Many investors have been wondering about what place high yield (or investments with high yield exposure, such as high yield trend following strategies) should play in a portfolio at this stage in 2023, given the way high yield credit spreads have narrowed year-to-date.
Credit spreads, which represent the additional yield investors earn above Treasury yields for taking on more credit risk, have been trending lower since March, when markets were scared by some high-profile regional bank failures.
High Yield Option-Adjusted Spread Year-To-Date
Narrower spreads mean investors earn less return for taking on credit risk. And in the past 25 years, we’ve seen some painful spikes in credit spreads that have created meaningful downside for high yield investors.
US High Yield Option-Adjusted Spread & Return: 1996 to Present
Quantifying the impact changes in high yield credit spread might have on a client portfolio, listed below are the average daily returns of various asset classes during periods of increasing and decreasing credit spreads.
Average Daily Returns of Various Asset Classes 1996 to Present
Looking at how investments faired from December of 1996 through September 2023, an increase in the credit spread on average negatively impacted stocks and high yield. Unsurprisingly 3-5 year treasuries were inversely correlated delivering higher average daily returns during periods of rising credit spreads, as they have historically appreciated during periods of market stress.
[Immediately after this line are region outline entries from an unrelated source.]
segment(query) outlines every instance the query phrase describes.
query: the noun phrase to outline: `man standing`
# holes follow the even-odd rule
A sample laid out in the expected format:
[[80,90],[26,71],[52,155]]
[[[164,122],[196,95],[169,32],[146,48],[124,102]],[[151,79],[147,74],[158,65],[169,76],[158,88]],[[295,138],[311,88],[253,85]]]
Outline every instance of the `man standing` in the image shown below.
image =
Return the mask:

Interestingly a Tactical High Yield Strategy, using a simple 200-day moving average to go from 100% invested in High Yield to 100% invested in 3-5 Year Treasuries when risk-off, fared a bit better delivering an average daily return of 1 bps during periods of increasing credit spreads. Even though average returns of the Tactical strategy during periods of decreasing credit spreads were lower than those of the High Yield Bond Index, the strategy historically has delivered High-Yield like returns over the long run due to the significant removal of downside volatility.
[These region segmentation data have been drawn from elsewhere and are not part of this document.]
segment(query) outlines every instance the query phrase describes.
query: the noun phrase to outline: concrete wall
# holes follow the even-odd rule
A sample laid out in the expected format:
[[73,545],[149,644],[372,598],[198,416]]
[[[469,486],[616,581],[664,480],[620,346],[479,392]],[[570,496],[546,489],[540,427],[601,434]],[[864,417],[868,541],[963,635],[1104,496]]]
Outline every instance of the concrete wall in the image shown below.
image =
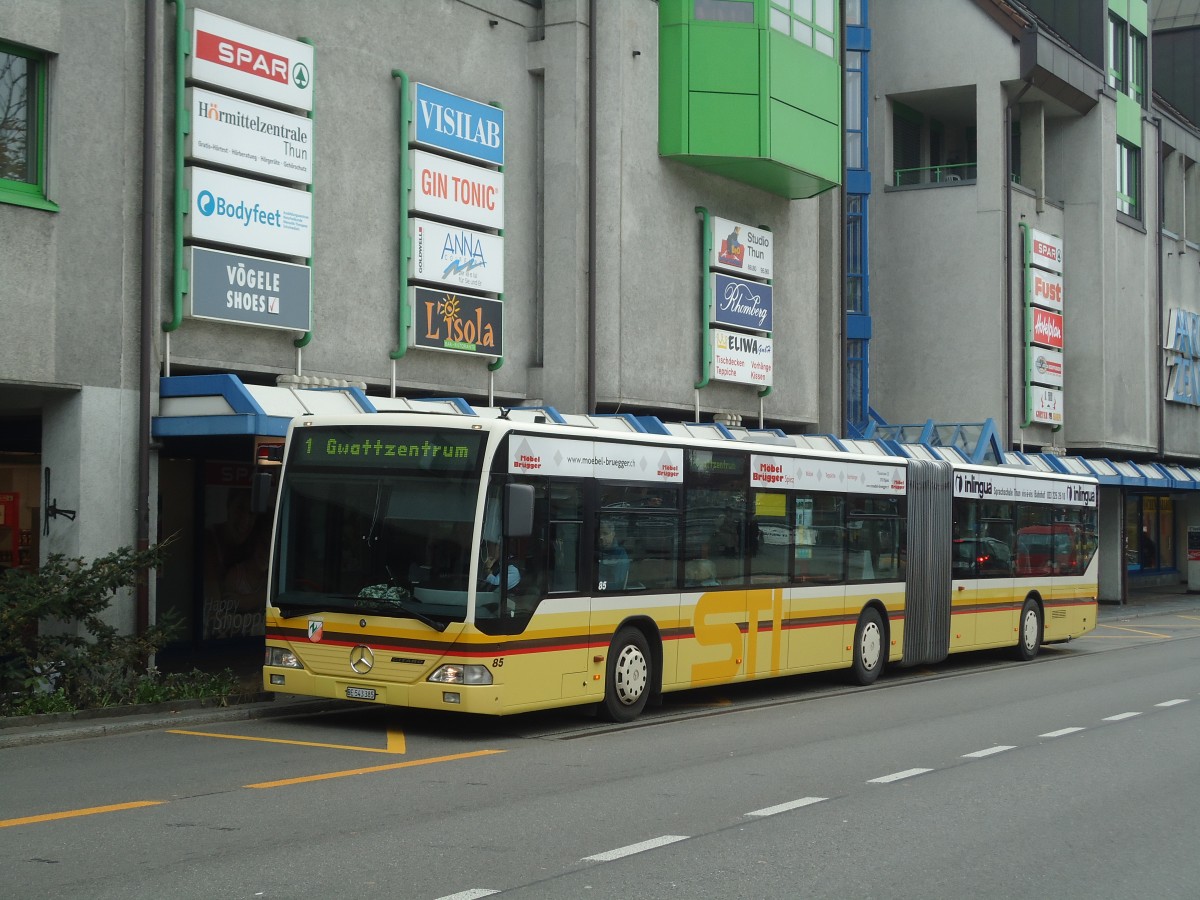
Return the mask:
[[[871,50],[871,404],[893,422],[1004,421],[1000,85],[1016,71],[1018,50],[974,5],[954,0],[872,5],[871,29],[880,35]],[[964,85],[974,92],[977,182],[888,190],[889,98]]]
How the Current Credit Spread Environment Applies Today
Some investors are seeking the apparent safety of shorter-term Treasuries, CDs, and similar investments, and some others are betting that a recession may prompt a lowering of interest rates, giving a boost to longer-term high quality bonds. Those ideas could play out well or poorly in the near term; all can see from historical analysis is that high yield credit spreads aren’t a good predictor of the future for high yield bond investments.
And anyway, although they’ve narrowed a bit this year, high yield credit spreads aren’t all that unusually low. The below chart represents how often high yield spreads have been within a certain range. We are at roughly the peak of the distribution – historically speaking, spreads aren’t overly wide or overly narrow, despite how it may feel in the current environment.
Histogram of the US High Yield Credit Spread: 9/17/2002 – 8/17/2023
That’s not a prediction. It doesn’t mean credit spreads can’t widen here, or that this is a particularly “safe” period for high yield. But it does offer some perspective.
Conclusion
Over the past couple decades, there has been a relationship between current spreads and how they change in the short term. But that relationship is cleanest when credit spreads are wide – in those cases they tend to drift downward. The data is much noisier on the left-hand side of the chart when spreads are narrower – and where we are today. Trying to time near-term moves in high yield bonds by looking at current credit spreads (or recent changes in credit spreads) doesn’t seem very well justified by historical data.
One-way investors can manage credit risk (and possible volatility in high yield credit spreads) is to use a systematic risk management strategy with a strong historical track record of mitigating portfolio downside risk. While Tactical High Yield offered lower average returns, if these returns are persistently positive, the strategy can potentially reduce the damaging impact credit spreads can have on a portfolio and help drive compounding returns over the long-run.